There is one other purpose toward which a sewer is available—a purpose, too, which I do not remember to have seen specified in the Metropolitan Reports.
“The first, and perhaps most important purpose of sewers, as respects health,” says the Report of Messrs. Walker, Cubitt, and Brunel (1848), “is, as under-drains to the surrounding earth. They answer this purpose so effectually and quietly, and have done it so long, that their importance in this respect is overlooked. In the Sanitary Commissioners’ Reports we do not find it once noticed, and the recommendation of the substitution of stone or earthenware pipes for the larger brick sewers, seems to show, that any provision for the under-drainage was thought unnecessary, although such a provision is in our opinion most important.

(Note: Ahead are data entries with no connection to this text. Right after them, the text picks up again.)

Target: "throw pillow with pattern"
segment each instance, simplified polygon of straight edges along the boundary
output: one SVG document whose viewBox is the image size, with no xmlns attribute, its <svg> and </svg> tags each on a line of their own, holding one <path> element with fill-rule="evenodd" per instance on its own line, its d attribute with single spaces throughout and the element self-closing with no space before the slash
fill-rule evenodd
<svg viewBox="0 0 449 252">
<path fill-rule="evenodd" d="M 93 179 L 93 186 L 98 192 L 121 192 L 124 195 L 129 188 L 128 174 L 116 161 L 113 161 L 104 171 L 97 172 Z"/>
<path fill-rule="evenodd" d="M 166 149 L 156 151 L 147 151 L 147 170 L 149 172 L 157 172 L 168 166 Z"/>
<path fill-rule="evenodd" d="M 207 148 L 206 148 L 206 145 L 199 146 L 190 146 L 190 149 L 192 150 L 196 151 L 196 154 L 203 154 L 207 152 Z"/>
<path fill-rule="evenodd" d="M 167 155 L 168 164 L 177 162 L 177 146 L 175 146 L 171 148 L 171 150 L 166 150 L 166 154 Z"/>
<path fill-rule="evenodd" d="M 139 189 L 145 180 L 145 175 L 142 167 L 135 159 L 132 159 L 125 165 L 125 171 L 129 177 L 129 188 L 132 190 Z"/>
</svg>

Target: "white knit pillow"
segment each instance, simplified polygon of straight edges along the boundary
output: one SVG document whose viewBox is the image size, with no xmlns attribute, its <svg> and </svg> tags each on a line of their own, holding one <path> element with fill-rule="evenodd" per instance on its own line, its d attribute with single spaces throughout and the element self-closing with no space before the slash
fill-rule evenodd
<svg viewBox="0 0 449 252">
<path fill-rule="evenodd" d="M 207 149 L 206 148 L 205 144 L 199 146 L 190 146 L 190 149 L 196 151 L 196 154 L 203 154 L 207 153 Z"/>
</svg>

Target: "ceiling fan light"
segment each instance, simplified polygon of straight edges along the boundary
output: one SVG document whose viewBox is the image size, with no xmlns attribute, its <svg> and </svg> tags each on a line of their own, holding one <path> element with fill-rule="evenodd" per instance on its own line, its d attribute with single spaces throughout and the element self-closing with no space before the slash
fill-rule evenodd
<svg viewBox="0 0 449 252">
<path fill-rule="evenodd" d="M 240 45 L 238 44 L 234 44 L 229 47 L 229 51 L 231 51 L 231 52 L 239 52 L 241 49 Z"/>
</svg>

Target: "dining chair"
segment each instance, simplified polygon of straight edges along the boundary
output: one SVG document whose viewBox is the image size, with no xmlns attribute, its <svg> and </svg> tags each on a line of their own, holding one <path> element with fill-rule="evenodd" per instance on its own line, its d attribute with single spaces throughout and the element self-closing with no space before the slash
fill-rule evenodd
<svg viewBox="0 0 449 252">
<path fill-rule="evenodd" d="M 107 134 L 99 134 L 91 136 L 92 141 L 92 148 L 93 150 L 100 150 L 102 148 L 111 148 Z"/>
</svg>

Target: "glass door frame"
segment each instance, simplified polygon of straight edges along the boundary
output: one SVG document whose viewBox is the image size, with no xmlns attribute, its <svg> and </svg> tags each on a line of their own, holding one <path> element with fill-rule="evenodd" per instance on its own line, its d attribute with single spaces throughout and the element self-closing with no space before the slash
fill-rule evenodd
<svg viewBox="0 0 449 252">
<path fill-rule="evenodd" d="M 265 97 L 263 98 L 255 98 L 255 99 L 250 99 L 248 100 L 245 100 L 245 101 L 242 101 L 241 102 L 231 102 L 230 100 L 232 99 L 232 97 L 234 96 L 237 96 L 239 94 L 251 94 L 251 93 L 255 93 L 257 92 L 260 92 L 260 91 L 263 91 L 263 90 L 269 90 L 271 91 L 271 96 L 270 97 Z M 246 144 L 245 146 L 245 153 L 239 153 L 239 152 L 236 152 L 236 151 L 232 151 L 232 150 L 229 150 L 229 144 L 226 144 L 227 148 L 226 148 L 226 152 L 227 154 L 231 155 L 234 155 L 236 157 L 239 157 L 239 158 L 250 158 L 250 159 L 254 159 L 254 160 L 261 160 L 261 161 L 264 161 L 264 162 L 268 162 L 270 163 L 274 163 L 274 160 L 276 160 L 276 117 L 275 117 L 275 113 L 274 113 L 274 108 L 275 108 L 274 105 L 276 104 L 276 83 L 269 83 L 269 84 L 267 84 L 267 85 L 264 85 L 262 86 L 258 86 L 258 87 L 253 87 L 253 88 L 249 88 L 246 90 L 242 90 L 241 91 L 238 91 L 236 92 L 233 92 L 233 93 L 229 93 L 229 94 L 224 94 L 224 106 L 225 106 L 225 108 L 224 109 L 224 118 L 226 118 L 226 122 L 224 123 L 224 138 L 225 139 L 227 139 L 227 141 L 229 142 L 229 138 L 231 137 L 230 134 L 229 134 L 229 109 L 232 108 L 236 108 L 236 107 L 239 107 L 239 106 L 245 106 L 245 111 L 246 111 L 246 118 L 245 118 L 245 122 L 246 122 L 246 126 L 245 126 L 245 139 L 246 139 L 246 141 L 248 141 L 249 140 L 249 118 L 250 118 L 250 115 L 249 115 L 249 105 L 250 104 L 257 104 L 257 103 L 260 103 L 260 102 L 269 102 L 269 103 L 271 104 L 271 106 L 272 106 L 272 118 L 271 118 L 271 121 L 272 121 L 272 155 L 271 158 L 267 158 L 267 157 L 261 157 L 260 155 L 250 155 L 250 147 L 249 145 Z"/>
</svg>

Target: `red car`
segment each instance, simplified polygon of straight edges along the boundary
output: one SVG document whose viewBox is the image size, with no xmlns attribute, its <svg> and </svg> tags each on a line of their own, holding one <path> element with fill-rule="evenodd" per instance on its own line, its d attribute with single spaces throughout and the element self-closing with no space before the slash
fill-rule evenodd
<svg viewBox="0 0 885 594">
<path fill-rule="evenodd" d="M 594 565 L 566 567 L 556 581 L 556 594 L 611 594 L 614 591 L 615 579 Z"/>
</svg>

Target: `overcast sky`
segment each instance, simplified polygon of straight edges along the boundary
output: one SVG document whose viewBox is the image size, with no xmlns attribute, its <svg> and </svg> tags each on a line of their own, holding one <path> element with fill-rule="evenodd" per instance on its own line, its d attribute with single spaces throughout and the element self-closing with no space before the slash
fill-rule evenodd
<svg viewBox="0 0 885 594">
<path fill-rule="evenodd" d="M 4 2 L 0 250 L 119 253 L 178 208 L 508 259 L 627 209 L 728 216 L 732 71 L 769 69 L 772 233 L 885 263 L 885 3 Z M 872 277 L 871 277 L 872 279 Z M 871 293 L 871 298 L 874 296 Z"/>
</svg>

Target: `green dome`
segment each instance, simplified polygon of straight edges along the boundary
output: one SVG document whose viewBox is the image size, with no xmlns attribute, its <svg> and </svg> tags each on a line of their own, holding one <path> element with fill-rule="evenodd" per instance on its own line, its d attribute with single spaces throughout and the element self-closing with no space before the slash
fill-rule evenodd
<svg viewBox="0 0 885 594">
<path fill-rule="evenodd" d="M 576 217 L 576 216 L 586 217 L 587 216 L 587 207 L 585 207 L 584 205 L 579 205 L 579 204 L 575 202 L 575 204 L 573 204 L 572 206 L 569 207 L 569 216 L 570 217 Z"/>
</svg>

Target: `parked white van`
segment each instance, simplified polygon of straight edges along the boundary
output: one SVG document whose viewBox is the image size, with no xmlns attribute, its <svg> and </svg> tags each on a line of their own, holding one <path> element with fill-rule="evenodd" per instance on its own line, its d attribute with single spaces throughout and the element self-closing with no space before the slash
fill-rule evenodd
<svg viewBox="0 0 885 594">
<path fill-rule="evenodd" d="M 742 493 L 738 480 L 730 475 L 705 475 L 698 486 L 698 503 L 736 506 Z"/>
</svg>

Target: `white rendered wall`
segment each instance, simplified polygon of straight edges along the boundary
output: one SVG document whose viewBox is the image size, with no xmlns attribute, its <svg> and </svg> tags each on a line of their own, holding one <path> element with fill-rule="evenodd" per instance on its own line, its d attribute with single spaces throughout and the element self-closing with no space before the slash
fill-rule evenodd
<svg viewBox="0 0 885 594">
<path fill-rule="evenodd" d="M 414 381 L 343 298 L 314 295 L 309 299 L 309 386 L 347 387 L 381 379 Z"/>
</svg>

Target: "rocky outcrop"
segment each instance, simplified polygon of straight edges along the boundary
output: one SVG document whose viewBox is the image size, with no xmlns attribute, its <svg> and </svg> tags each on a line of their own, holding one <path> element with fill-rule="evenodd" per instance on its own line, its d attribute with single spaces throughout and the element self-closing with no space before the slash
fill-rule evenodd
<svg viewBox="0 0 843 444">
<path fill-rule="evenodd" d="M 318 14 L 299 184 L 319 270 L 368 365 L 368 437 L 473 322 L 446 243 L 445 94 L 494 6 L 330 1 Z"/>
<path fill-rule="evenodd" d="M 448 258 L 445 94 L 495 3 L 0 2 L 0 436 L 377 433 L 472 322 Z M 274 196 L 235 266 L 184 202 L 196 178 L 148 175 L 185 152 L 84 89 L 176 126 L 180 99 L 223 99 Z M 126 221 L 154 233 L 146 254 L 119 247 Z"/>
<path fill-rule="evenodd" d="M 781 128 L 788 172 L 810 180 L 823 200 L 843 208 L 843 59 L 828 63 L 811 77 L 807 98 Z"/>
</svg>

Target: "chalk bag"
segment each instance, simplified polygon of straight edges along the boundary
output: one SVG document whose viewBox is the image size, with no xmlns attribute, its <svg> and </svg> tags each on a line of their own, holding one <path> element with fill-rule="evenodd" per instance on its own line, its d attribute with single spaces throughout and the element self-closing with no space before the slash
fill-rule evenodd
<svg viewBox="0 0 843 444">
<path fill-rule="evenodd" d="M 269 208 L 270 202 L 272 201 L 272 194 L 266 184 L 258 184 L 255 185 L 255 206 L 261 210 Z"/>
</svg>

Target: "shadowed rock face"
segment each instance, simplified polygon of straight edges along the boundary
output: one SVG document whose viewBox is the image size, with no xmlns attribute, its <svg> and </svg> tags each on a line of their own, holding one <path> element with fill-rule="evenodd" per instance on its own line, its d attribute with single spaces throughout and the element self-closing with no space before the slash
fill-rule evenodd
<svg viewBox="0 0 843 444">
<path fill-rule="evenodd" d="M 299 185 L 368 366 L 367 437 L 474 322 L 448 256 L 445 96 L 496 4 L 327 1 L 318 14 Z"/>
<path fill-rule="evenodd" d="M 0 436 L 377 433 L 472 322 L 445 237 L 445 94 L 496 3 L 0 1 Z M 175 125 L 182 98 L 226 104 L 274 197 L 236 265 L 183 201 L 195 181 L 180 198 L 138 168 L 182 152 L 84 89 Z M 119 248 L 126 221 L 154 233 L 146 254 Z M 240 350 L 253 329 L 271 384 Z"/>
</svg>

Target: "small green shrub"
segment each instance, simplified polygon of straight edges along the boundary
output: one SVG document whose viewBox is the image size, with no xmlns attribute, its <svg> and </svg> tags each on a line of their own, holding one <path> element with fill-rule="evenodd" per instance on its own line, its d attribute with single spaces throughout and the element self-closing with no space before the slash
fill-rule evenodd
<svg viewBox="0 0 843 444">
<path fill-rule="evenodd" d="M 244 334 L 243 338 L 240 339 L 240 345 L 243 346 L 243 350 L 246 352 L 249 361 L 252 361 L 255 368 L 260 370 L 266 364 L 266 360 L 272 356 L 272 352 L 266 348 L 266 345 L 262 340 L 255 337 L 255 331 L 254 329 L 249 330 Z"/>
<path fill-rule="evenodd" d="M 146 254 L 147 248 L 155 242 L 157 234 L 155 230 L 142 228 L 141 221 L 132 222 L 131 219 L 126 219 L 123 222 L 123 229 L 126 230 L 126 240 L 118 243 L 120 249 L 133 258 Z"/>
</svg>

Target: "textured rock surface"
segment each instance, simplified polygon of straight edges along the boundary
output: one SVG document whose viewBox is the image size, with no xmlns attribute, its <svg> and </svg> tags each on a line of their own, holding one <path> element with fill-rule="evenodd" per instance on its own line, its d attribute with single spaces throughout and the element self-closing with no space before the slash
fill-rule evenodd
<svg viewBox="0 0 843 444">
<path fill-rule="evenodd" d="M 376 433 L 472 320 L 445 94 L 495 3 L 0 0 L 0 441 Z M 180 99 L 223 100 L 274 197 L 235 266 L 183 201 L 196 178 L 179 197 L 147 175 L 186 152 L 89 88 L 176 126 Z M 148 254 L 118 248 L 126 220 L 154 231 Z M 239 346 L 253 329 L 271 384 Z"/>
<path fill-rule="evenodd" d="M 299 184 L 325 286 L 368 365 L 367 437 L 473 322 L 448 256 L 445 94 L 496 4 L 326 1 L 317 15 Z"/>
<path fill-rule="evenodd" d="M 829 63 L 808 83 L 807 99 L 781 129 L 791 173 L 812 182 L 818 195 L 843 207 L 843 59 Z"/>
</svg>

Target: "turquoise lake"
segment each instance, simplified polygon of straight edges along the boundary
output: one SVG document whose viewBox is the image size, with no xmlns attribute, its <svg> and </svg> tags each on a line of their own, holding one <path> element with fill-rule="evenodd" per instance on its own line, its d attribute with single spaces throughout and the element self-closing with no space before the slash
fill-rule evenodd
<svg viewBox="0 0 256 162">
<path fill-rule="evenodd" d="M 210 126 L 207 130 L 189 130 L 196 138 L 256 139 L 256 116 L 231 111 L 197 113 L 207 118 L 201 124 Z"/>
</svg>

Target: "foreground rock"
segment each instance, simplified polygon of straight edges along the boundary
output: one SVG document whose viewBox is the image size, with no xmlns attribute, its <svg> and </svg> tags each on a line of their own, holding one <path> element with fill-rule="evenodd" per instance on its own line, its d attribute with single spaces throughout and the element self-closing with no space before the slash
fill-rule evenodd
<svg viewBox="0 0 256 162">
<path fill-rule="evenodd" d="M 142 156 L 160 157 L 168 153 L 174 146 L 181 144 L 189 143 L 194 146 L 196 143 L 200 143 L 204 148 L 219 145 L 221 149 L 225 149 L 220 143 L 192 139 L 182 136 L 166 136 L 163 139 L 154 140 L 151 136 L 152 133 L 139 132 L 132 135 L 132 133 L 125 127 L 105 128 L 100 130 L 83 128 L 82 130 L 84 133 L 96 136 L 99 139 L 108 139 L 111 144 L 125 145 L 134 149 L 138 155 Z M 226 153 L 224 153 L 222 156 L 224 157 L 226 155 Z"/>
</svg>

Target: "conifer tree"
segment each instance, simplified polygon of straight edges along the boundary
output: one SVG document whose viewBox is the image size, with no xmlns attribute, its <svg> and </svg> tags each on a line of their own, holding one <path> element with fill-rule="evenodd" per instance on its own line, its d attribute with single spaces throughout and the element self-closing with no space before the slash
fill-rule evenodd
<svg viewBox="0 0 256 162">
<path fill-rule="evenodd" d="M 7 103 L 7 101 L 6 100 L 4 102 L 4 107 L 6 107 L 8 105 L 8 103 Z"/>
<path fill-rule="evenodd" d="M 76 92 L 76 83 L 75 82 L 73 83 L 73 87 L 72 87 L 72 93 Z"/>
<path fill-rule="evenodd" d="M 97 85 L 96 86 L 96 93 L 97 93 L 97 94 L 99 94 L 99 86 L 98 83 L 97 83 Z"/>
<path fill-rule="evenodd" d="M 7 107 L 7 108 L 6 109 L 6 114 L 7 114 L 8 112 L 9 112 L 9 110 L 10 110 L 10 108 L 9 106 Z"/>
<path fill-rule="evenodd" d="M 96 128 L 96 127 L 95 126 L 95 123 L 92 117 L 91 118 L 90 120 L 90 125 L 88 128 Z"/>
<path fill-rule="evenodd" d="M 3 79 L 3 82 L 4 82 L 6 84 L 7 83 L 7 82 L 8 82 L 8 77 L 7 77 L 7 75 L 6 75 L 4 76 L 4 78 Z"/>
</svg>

“Under the artificial ground, the collection of ages, which in the City of London, as in most ancient towns, forms the upper surface, is a considerable thickness of clean gravel, and under the gravel is the London clay. The present houses are founded chiefly on the artificial or ‘made ground,’ while the sewers are made through the gravel; and it is known practically, that however charged with water the gravel of a district may be, the springs for a considerable distance round are drawn down by making a sewer, and the wells that had water within a few feet of the surface have again to be sunk below the bottom of the sewer to reach the water. Every interstice between the stones of the gravel acts as an under-drain to conduct the water to the sewer, through the sides of which it finds its way, even if mortar be used in the construction.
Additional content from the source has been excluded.